Mumbai's Eastern Waterfront Redevelopment
The SGA competition theme “Leapfrogging Development: Urban Transformation in Mumbai” asks students to carefully consider how the city could use the development of the Eastern Waterfront of the peninsula of Mumbai, India, to realize its full potential in the city and as an inspiring global example for ideas about sustainable, resource responsible cities. It also asks students for ideas about how its development could engage stakeholders and reconcile or balance top-down and bottom-up urban forces. On that basis, the competition is looking for overarching ideas about how the Eastern Waterfront could be developed and what its role could be in the city and in the context of the Mumbai Metropolitan Region (MMR).

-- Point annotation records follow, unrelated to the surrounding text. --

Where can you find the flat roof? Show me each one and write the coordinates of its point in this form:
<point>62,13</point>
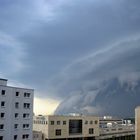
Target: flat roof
<point>3,79</point>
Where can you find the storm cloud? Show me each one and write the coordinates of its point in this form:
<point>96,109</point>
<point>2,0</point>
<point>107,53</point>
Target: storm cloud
<point>67,50</point>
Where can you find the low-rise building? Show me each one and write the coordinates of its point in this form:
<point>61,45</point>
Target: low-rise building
<point>111,128</point>
<point>82,127</point>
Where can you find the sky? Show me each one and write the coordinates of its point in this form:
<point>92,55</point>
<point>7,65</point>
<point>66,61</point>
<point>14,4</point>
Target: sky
<point>63,48</point>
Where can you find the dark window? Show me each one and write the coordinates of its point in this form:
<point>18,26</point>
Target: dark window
<point>96,122</point>
<point>1,126</point>
<point>15,137</point>
<point>26,115</point>
<point>52,122</point>
<point>2,104</point>
<point>86,122</point>
<point>16,115</point>
<point>2,115</point>
<point>58,132</point>
<point>16,105</point>
<point>75,127</point>
<point>91,122</point>
<point>26,105</point>
<point>58,122</point>
<point>17,94</point>
<point>91,131</point>
<point>3,92</point>
<point>64,122</point>
<point>25,125</point>
<point>25,136</point>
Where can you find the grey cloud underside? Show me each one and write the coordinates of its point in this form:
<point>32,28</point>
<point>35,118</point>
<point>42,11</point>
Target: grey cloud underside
<point>108,84</point>
<point>79,28</point>
<point>71,52</point>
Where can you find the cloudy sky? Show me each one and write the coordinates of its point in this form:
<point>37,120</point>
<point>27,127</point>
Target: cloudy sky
<point>63,47</point>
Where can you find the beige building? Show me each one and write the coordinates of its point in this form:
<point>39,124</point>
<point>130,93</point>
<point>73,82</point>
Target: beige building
<point>137,123</point>
<point>67,127</point>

By catalytic urban design we set a master program rather than a master plan. A masterplan defines future end conditions. A master program sets more general objectives and ways to reach them, providing flexibility. In this project a “catalyst” is pedestrian avenue that stitches the promenade by the water front to the rest of the city on the west. The design of said avenue sets the area around it into a specific direction of function/theme. This is to provide the new development with diversity and a variety of mixed-uses. Four main pedestrian axes were designed to connect the waterfront to corresponding railway stations on the opposite side of the new development. Each promenade has a different theme like, educational, ecological, cultural, and commercial. The buildings bordering these promenades are mixed-use buildings, with residential units on the upper floor, and the ground floor spaces are used for public or semi-public uses, like shops, workshops, learning classrooms, offices, and so many more.